Augustine, St
Augustine, St
- John F. Matthews
Extract
St Augustine (Aurelius Augustinus (354–430 ce), was born at Thagaste (mod. Souk Ahras, Algeria), son of Patricius, a modest town councillor of pagan beliefs, and a dominant Catholic mother, Monica. Educated at Thagaste, *Madauros, and Carthage, he taught rhetoric at Thagaste, Carthage, and Rome and (384–6) as public orator at Milan, then the capital of the emperor Valentinian II. Patronized at Rome by *Symmachus (2), the pagan orator, he hoped, by an advantageous marriage (to which he sacrificed his concubine, the mother of a son, Adeodatus—d. c.390) to join the ‘aristocracy of letters’ typical of his age (see ausonius). At 19, however, he had read the Hortensius of *Cicero.
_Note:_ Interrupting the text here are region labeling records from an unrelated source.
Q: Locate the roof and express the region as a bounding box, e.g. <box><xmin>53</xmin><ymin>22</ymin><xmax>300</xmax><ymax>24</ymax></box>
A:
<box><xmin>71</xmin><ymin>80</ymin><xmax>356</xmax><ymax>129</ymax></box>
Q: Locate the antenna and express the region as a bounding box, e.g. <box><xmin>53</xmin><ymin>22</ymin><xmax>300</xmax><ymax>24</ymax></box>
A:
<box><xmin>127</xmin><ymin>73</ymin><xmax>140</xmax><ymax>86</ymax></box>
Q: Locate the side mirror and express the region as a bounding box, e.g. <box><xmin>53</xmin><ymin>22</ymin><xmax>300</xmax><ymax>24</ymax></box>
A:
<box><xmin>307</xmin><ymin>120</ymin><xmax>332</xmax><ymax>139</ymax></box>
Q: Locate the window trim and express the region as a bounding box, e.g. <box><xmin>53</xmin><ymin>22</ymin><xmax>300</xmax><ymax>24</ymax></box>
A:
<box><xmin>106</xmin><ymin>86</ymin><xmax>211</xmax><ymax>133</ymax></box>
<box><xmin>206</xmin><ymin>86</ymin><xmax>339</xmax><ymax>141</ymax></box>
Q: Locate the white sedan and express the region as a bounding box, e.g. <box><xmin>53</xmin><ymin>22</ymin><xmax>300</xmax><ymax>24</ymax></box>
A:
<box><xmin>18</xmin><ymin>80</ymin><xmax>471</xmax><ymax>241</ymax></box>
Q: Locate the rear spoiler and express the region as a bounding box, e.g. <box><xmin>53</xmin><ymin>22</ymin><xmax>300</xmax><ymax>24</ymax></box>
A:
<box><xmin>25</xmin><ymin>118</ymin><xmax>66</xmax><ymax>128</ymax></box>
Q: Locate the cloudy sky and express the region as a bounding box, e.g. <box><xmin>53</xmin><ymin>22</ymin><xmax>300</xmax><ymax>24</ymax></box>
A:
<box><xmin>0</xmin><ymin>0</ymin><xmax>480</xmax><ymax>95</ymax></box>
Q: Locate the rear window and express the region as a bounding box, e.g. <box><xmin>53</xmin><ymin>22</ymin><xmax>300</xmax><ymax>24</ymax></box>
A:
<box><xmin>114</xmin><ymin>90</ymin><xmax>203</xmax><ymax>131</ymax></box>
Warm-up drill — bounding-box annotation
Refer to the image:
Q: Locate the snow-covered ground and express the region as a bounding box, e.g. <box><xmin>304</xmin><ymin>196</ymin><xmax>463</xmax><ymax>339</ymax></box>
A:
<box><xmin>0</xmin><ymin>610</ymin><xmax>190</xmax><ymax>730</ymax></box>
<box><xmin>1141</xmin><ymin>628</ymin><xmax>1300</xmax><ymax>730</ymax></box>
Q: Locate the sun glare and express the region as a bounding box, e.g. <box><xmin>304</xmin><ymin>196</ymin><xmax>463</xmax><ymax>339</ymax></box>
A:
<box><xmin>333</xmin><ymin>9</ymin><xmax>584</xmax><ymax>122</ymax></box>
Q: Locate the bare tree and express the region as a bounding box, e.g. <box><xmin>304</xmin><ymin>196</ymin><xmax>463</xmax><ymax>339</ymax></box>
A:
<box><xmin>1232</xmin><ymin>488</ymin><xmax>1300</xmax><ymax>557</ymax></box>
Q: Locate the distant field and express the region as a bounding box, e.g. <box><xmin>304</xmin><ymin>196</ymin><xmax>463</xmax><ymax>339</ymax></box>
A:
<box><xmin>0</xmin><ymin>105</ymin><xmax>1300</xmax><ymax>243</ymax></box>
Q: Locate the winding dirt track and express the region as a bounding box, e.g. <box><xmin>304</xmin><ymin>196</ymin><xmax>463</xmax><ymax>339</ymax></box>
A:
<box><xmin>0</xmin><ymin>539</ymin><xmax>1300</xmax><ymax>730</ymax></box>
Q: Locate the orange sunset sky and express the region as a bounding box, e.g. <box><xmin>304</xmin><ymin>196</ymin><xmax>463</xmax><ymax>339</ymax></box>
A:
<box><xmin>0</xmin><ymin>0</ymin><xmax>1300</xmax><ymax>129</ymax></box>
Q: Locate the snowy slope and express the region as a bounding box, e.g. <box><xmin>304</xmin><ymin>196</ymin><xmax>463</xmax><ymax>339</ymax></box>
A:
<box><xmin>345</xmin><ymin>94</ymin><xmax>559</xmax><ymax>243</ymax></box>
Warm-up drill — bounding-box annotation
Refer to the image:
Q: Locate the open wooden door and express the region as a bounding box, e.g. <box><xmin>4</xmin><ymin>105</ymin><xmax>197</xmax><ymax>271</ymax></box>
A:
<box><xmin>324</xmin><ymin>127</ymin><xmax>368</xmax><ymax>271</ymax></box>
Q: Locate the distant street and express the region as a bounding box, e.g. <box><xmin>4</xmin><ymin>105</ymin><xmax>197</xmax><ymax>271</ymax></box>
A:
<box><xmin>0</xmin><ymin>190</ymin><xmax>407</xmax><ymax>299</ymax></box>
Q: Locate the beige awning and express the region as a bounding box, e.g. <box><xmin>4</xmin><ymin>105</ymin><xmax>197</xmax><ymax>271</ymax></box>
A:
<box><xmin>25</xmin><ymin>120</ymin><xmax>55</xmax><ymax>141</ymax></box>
This early ‘conversion to philosophy’ was the prototype of successive conversions: to *Manichaeism, a Gnostic sect promising Wisdom, and, in 386, to a Christianized *Neoplatonism patronized by *Ambrose, bishop of Milan. Catholicism, for Augustine, was the ‘Divine Philosophy’, a Wisdom guaranteed by authority but explored by reason: ‘Seek and ye shall find’, the only scriptural citation in his first work, characterizes his life as a thinker.